Here's my little script: https://gist.github.com/offe/7269e9e3cff6ac88b584
It is 350 semitransparent tinted ghosts moving around on the screen at 60 fps (on my 1st generation iPad mini). If you hold your finger somewhere on the screen they will move towards it.
It looks like this when it's run:
All of the calculations for the movement is done on NumPy ndarrays. The sprite postions end up in self.positions, an ndarray in which each line is the position for a sprite. Then the sprite node positions are updated like this:
def set_sprite_positions_from_ndarray(self): ps = self.positions for i, sprite in enumerate(self.sprites): sprite.position = ps[i]
Does anyone have any ideas how to increase the number of sprites (SpriteNodes, with same movement, at full frame rate)?
I was a bit surprised that when I tried doing nothing in the update method I could only get up to 600 sprites at full frame rate. 600 is a lot, but I was still expecting more since almost no python is being executed. Why is that? You can also see in the code that the entire position update calculations in NumPy is about as time consuming as the simple loop to update the nodes' positions. It illustrates the fantastic performance of NumPy with its ndarrays.

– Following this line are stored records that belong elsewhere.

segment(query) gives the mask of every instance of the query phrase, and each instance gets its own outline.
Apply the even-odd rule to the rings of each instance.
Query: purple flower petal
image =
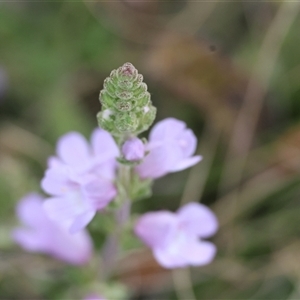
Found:
[[[83,193],[95,210],[104,208],[117,196],[117,190],[112,182],[104,179],[88,182],[83,186]]]
[[[91,222],[95,214],[96,211],[88,210],[87,212],[79,215],[72,223],[69,232],[73,234],[82,230],[85,226],[87,226]]]
[[[149,247],[163,247],[175,234],[176,216],[168,211],[147,213],[135,226],[135,233]]]
[[[209,237],[216,233],[218,220],[214,213],[200,203],[188,203],[177,212],[180,223],[186,230],[199,237]]]
[[[87,201],[82,199],[78,191],[60,198],[46,199],[44,209],[50,219],[70,225],[78,216],[88,211],[95,211]]]
[[[86,231],[71,235],[66,228],[49,220],[42,200],[37,194],[21,199],[17,213],[26,227],[15,229],[13,239],[27,251],[47,253],[75,265],[87,263],[92,255],[90,236]]]
[[[178,172],[185,170],[187,168],[190,168],[194,165],[196,165],[199,161],[202,160],[201,155],[192,156],[186,159],[183,159],[179,161],[177,164],[175,164],[172,168],[170,168],[170,172]]]
[[[192,266],[203,266],[211,263],[216,252],[216,246],[206,241],[191,241],[185,245],[185,249],[182,249],[187,263]]]
[[[196,136],[186,128],[184,122],[172,118],[163,120],[150,132],[149,143],[146,145],[150,153],[136,167],[136,171],[141,178],[158,178],[189,168],[202,158],[191,157],[196,144]]]
[[[151,141],[165,141],[176,139],[182,133],[186,125],[184,122],[174,118],[167,118],[156,123],[149,136]]]
[[[185,129],[176,141],[181,148],[183,157],[189,157],[196,151],[197,138],[191,129]]]
[[[136,167],[141,178],[159,178],[166,175],[179,160],[180,149],[171,144],[150,151],[143,162]]]
[[[154,257],[165,268],[208,264],[216,248],[199,236],[217,229],[213,213],[204,205],[190,203],[176,214],[167,211],[147,213],[135,225],[136,235],[148,245]]]
[[[70,174],[66,167],[54,167],[48,169],[41,181],[42,189],[51,195],[60,196],[78,186],[70,180]]]

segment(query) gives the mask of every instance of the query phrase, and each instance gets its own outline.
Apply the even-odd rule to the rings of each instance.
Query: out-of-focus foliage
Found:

You can also see my failed attempt at profiling a Scene. I guess the work actual work is done after run() has returned, but I can't figure out how to do it instead. Does anyone have an idea how to profile a Scene to figure out where the time is being spent?
if you're using xCode you can see individual threads and %load in real time as your app runs - hope that's helpful.
But I don't understand the purpose of the first line in update_positions().
self.vels *= 0.8 ** self.dt
What is 0.8, and why is it raised to the power of time elapsed?
That's "friction". It slows down the ghosts, if there were no other forces they would loose 20% of their velocity every second. Try running the code without it!